There are, however, some limitations worth noting. Each organization using Google Apps is allowed only one Private Channel: even if your Google Apps account is setup with multiple domains, you can only have one channel for your entire organization. You can allow multiple publishers in your organization to publish applications on your channel, and each publisher can operate independently, but the limit is still one.

Furthermore, an app cannot be published to both the public Google Play store and a Private Channel (though Google hints this functionality could arrive in a future release). This also means you cannot publish an existing app to the Private Channel, although you can publish an app you own that’s currently on the public Google Play Store to your Private Channel by changing the publishing option to Restrict Availability in your Google Play Developer Console. You also cannot publish an app to a specific group of users, though you can target a specific country or specific device models.

Last but not least, Google Apps users must still pay the $25 publisher registration fee. Google says this is because “all publishers have the same set of basic rights, features, and responsibilities, whether they’re publishing apps publicly or to a Private Channel.”

By leveraging its existing marketplace, Google doesn’t have to build a whole new enterprise store.
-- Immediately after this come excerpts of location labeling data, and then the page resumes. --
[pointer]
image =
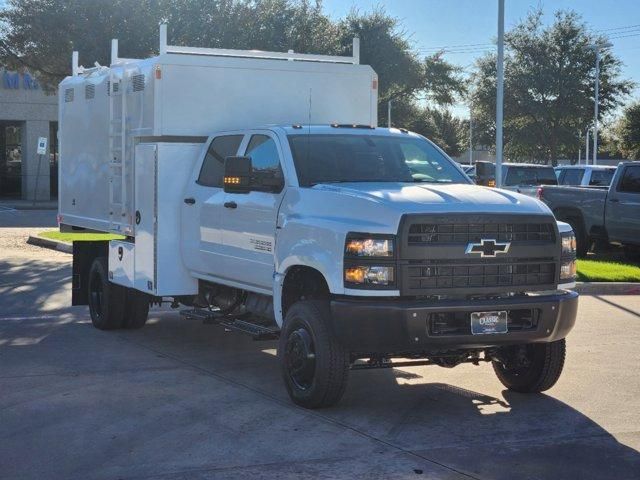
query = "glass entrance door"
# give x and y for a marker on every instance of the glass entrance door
(10, 159)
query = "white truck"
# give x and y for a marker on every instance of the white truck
(255, 189)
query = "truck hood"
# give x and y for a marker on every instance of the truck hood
(435, 198)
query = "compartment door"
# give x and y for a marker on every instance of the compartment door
(146, 212)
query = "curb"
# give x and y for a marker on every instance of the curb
(608, 288)
(51, 244)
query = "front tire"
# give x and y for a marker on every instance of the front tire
(583, 242)
(315, 366)
(531, 368)
(106, 299)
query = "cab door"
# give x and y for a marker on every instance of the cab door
(623, 207)
(249, 219)
(202, 208)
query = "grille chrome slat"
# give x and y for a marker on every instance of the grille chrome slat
(444, 275)
(439, 233)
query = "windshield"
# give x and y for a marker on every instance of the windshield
(530, 176)
(368, 158)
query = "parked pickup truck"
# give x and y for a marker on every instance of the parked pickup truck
(522, 178)
(601, 214)
(585, 175)
(261, 196)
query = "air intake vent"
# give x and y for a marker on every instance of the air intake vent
(138, 82)
(89, 91)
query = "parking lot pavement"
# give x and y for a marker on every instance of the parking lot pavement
(180, 400)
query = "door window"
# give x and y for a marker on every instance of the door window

The Google Play Store already offers app publishing, and everything that comes with it: user authentication, malware detection, device targeting, payment, user rating, and user feedback. That’s right; since all regular Google Play Apps publishing and billing features are available, publishers can charge for apps on the Private Channel, if they want to.

In short, the Google Play Private Channel is designed so that employees can easily find and download internal apps. Once a company has loaded the internal apps using the Google Play Developer Console, users just need to log in with their company email address to browse the Private Channel and install apps.

This is just an initial release. We’ll keep you posted as Google builds out this feature.